When results of the tests come back positive, Fleenor said he sends the report to the property owner or manager. He claims Meth-Busters does not promote any meth clean up business.
Reservoir Environmental’s reports were reviewed by Brisnehan and she confirmed the room tested at the Extended Stay America came back positive for meth presence, based on the lab’s results. Brisnehan said the state’s safety standard is below .5 micrograms of meth per 100 square centimeters and the Extended Stay sample came back at .63 micrograms. Fairfield Inn’s sample came back clean.
State officials employ only national board-certified industrial hygienists to perform meth testing and cleanup operations, Brisnehan said. When they come across high residue results that could indicate the presence of a meth lab, law enforcement gets involved, she explained.
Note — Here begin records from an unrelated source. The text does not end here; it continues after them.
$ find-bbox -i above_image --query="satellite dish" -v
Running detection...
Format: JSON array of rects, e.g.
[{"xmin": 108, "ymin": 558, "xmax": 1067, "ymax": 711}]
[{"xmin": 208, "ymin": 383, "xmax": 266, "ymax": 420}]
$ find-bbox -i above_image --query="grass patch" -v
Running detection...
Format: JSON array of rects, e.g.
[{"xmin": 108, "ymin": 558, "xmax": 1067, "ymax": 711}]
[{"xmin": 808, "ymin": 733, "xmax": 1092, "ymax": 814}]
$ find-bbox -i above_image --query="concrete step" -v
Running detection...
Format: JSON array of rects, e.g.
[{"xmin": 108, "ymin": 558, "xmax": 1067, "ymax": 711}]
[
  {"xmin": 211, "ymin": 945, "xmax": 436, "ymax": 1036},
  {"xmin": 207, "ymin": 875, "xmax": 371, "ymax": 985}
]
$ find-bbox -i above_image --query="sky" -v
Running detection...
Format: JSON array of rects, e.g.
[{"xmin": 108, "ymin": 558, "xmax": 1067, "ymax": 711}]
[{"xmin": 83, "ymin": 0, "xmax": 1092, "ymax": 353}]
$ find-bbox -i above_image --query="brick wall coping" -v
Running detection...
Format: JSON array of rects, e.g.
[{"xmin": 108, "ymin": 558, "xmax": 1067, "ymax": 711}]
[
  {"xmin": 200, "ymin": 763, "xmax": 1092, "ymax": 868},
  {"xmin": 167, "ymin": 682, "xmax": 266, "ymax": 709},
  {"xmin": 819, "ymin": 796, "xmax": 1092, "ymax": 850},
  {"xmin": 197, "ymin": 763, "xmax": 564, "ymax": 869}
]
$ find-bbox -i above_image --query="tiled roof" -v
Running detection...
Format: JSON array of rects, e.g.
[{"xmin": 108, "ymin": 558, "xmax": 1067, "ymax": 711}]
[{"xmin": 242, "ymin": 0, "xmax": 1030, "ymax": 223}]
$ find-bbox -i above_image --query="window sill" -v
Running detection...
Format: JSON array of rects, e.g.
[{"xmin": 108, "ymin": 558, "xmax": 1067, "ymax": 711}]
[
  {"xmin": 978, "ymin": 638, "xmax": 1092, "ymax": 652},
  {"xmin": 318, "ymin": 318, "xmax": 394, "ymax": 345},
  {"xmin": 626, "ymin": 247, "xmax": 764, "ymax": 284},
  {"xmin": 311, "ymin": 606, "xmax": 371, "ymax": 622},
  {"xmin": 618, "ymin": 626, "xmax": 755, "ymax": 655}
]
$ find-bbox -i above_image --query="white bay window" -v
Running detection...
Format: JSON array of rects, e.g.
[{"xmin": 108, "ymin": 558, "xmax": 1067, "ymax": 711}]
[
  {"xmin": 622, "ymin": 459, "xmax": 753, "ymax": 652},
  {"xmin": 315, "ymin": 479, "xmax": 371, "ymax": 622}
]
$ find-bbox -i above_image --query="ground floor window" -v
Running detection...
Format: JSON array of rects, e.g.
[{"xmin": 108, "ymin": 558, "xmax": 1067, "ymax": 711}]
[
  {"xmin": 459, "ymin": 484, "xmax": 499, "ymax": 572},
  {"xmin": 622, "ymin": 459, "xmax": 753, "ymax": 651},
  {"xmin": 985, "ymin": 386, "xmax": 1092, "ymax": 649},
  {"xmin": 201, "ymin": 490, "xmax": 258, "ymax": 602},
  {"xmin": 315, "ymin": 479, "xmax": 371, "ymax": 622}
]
If the contamination in a property is severe enough to require cleanup measures such as drywall removal, the structure can be deemed hazardous and shut down.
Brisnehan said it’s difficult to make any conclusions from just one test.
“The results show the sample obtained from the Extended Stay room is above safety standards, but it’s only slightly higher and there’s no telling how long the remnants have been there from just a cotton swab,” Brisnehan said. “It is very possible that meth was smoked at some point in that room, but there is no context for the results from Mr. Fleenor’s test.”
Repeated calls to the Extended Stay Hotel Inc. office in Charlotte, N.C., were not returned.
While taking hotels by surprise with positive meth results could be interpreted as a coercion tactic, Fleenor insists Meth-Busters holds no hidden agenda.
“We are not out to focus on any particular chain of hotels, this is all done at random,” Fleenor said.
“Once we have laboratory results we send them to the property owner of record on the county site. No one is ever happy that this has been discovered.”
Fleenor sampled a room at the Riviera Motel in Aurora in February. Lab tests showed the sample registered 1.83 micrograms of meth molecules per 100 square centimeters, above federal safety standards.
Manager John Fiscus told The Gazette May 23 he did not know about Fleenor’s activities at his motel until a reporter called, but said he plans to take every step necessary to clean up the meth residue. Being taken by surprise upset the motel manager.
“Knowledge is power, so I suppose the service Meth-Busters performs is useful,” Fiscus said. “However, I would have appreciated to be told in advance that Mr. Fleenor rented one of our rooms for this purpose. His tactics seem somewhat disrespectful to me.”
For a regular-sized hotel room, Fleenor said, the cleanup cost can run between $5,000 to $6,000. For a single-family rental home, it’s upwards of $20,000.
The residue from meth use in places like hotel and motel rooms, as well as residential properties, are what concern Fleenor the most.
The chemicals in meth smoke remain on the walls, surfaces and especially the carpets, Fleenor said. His biggest concern is for children whose parents rent a motel room after it’s been occupied by meth users and the dangerous effects that could pose to their health.
“Our motivation is public awareness and to keep children safe from exposure,” Fleenor said.
At an abandoned motel in Thornton, researchers from the National Jewish Medical Research Center simulated prolonged meth smoke contamination. They confirmed that children present in a structure where meth has been smoked will suffer from exposure to airborne meth and surface meth after the fact.
“There’s no easy answer to this problem,” Fleenor said. “The best we can do is keep raising awareness and take it one day at a time.”
“It’s a fine service for people’s information,” Brisnehan said. “But he has to make it clear that his tests do not require clean ups, and they cannot be used for real estate transactions or legal proceedings.”